Intervista a
Leonardo Boff
Come ha ricevuto
la rinuncia di Benedetto XVI?
R. Fin dal
principio mi faceva tanta pena, perché, per quello che io conoscevo,
specialmente a causa della sua timidezza, immaginavo lo sforzo che doveva fare
per salutare il popolo, salutare le persone, baciare bambini. Avevo la certezza
che un giorno lui avrebbe approfittato di qualche occasione sensata, come i
limiti fisici della sua salute e il minore vigore mentale per
rinunciare.
Anche se ha
dimostrato di essere un Papa autoritario, non era attaccato alla poltrona. Io mi
sono sentito alleggerito perché la Chiesa era senza leadership spirituale che
risveglia speranza e coraggio. Abbiamo bisogno di un diverso profilo di Papa più
pastore che professore, non un uomo della istituzione-Chiesa, ma
un rappresentante di Gesù che ha detto: "se qualcuno viene da me io non
lo mando via" (Gv. 6,37), che sia omosessuale,prostituta,
transessuale.
2. Com’è la
personalità dei Benedetto 16º, visto che lei ha vantato una certa amicizia con
lui?
R. Ho conosciuto
Benedetto 16º nei miei anni di studio in Germania tra il 1965-1970. Sono andato
a sentire molte conferenze sue ma io non sono stato suo alunno. Lui ha letto la
mia tese di dottorato: “ Il posto della Chiesa nel mondo secolarizzato” e gli è
piaciuta al punto che ha trovato un’editrice disposta a
pubblicarla, un malloppone di più di 500 pagine. In seguito abbiamo lavorato
insieme nella rivista internazionale “Concilium”. Gli editori si riunivano tutti
gli anni la settimana di Pentecoste in qualche posto in Europa. Io
curavo le edizioni in portoghese. Tra il 1975-1180. Mentre gli altri facevano la
siesta, io e lui si passeggiava e si conversava discutendo temi di teologia,
oppure si parlava della fede in America Latina, o si commentava San Bonaventura
e Sant’Agostino, materie in cui lui è specialista e io a tutt’oggi li consulto
spessissimo. Dopo, dal 1984, siamo entrati in un momento
conflittuale. Lui come mio giudice al processo dell’ex Santo Uffizio, mosso
contro il mio libro «Chiesa: carisma e potere» (Vozes, 1981).

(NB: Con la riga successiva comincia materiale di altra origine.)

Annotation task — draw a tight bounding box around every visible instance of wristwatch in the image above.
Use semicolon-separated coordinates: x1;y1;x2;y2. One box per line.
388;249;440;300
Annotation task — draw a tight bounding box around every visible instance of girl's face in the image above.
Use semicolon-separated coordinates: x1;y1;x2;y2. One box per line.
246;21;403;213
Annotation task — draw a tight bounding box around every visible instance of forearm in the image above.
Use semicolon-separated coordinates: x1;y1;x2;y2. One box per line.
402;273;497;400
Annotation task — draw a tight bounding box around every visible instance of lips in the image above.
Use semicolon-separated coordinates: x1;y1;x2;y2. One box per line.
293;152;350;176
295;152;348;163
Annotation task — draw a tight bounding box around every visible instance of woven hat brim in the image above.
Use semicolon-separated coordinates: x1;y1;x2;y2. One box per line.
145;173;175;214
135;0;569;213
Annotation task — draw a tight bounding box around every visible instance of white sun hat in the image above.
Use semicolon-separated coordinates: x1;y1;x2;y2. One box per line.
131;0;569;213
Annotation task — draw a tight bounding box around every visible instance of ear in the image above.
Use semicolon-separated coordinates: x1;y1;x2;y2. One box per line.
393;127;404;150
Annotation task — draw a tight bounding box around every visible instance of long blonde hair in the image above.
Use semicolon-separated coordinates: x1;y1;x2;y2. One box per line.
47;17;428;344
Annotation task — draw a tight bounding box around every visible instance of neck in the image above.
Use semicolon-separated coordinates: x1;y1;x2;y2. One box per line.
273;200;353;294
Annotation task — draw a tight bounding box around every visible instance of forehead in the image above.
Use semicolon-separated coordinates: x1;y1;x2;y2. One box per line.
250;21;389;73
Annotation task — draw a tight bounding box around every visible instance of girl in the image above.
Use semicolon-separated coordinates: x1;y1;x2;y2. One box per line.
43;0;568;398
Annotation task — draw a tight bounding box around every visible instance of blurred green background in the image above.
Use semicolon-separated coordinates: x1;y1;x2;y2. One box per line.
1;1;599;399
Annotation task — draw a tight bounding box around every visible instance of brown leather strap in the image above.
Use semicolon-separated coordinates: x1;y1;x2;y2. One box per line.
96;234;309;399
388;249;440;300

Lì dovetti sedermi
sul seggiolino dove Galileo Galilei e Giordano Bruno tra gli altri, si erano
seduti.
Mi impose un
periodo di “silenzio rispettoso”; dovetti lasciare la cattedra mi si proibì di
pubblicare qualsiasi cosa.
Come persona, è
‘finissimo’ timido ed estremamente intelligente.
3. Lui come
cardinale è stato il suo inquisitore dopo essere stato suo amico: come vedeva
questa situazione?
R.
Quando lui è stato nominato presidente della Congregazione per la
dottrina della fede (ex Santo Offizio), io ne fui profondamente felice. Pensavo
tra me e me: finalmente avremo un teologo alla guida di una istituzione che ha
la fama più brutta che si possa immaginare. Quindici giorni dopo mi rispose,
ringraziando e disse: vedo qui nella Congregazione varie pendenze a suo riguardo
e dobbiamo risolverle subito.
Il fatto è che
praticamente a ogni libro che pubblicavo venivano da Roma domande di
chiarificazione alle quali io tardavo a rispondere. Nulla viene da Roma se prima
non è stato inviato a Roma. Avevamo qui dei vescovi conservatori e persecutori
di teologi della liberazione che inviavano le lamentele della loro ignoranza
teologica a Roma col pretesto che la mia teologia poteva far male ai fedeli. A
questo punto io mi resi conto: ormai gli lui è stato contaminato dal bacillo
romano che fa sì che tutti quelli che lavorano lì in Vaticano rapidamente
trovino mille ragioni per essere moderati e persino conservatori.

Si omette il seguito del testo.